Page MenuHome GnuPG

New 2017 MAC permission isues on gpg-agent
Closed, InvalidPublic

Description

I am using my colleague's MAC which is:

Darwin MacBook-Air-2.local 18.2.0 Darwin Kernel Version 18.2.0: Mon Nov 12 20:24:46 PST 2018; root:xnu-4903.231.4~2/RELEASE_X86_64 x86_64
MacBook Air (13-inch, 2017)
mojave 10.14.2

I mostly see error like this

gpg-agent[87090]: error binding socket to '/dev/shm/S.gpg-agent': No such file or directory

When I found this more complex thing from one of gnupg forums

# $Id: agents.sh 5263+fixtty 2017-06-27 23:37:42Z tglase $
#-
# Copyright © 2009, 2012, 2015, 2017, 2018
#	Thorsten Glaser <t.glaser@tarent.de>
#
# Provided that these terms and disclaimer and all copyright notices
# are retained or reproduced in an accompanying document, permission
# is granted to deal in this work without restriction, including un‐
# limited rights to use, publicly perform, distribute, sell, modify,
# merge, give away, or sublicence.
#
# This work is provided “AS IS” and WITHOUT WARRANTY of any kind, to
# the utmost extent permitted by applicable law, neither express nor
# implied; without malicious intent or gross negligence. In no event
# may a licensor, author or contributor be held liable for indirect,
# direct, other damage, loss, or other issues arising in any way out
# of dealing in the work, even if advised of the possibility of such
# damage or existence of a defect, except proven that it results out
# of said person’s immediate fault when using the work as intended.
#-
# /etc/profile.d/agents.sh (sourced by /etc/profile on Debian and derivates)
# • install gpg and ssh skeleton files
# • load gpg-agent and ssh-agent, unless already there
#
# You should comment out “use-ssh-agent” in /etc/X11/Xsession.options
# in order to use the shared per-user agent started from this script.
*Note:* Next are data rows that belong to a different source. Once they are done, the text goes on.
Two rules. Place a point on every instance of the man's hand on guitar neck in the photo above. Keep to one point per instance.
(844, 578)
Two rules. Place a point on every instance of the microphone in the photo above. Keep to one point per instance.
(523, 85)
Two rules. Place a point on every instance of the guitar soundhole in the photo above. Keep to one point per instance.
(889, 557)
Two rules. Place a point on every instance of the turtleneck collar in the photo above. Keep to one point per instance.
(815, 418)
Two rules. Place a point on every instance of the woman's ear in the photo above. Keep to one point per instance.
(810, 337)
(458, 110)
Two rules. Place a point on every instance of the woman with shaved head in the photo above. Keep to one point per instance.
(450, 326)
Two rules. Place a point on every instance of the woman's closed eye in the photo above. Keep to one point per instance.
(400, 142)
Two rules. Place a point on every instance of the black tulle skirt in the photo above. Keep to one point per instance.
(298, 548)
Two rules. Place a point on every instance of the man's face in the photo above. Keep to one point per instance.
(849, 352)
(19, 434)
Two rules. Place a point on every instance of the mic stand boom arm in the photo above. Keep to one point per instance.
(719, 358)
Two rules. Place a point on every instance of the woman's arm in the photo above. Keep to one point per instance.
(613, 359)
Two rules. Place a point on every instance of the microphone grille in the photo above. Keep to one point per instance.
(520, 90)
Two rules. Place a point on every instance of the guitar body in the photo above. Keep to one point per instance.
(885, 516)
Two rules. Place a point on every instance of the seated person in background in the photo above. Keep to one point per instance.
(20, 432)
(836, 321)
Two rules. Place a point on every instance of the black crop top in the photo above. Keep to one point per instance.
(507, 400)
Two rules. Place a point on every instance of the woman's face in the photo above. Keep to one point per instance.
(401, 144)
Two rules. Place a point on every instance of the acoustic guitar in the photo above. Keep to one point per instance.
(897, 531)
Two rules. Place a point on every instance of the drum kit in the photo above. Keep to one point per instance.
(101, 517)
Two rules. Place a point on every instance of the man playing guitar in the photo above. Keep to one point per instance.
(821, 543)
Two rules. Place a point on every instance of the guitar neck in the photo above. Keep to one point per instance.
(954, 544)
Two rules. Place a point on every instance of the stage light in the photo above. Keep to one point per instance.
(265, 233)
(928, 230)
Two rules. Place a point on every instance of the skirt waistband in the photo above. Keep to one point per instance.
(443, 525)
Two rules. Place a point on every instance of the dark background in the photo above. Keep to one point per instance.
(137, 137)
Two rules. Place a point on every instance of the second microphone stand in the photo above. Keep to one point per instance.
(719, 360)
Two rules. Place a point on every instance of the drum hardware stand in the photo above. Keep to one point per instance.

test -n "$USER_ID" || USER_ID=$(id -u)
mkdir -p "$HOME/.ssh" "$HOME/.gnupg"
chmod 0700 "$HOME/.ssh" "$HOME/.gnupg"

for PID_FILE in .gnupg/gpg.conf .gnupg/gpg-agent.conf .ssh/config; do
	test -s /etc/skel/$PID_FILE || continue

	# list of known MD5 hashes of templates deployed by us
	# + note the spaces at beginning and end of md5list! +
	case $PID_FILE in
	.gnupg/gpg.conf)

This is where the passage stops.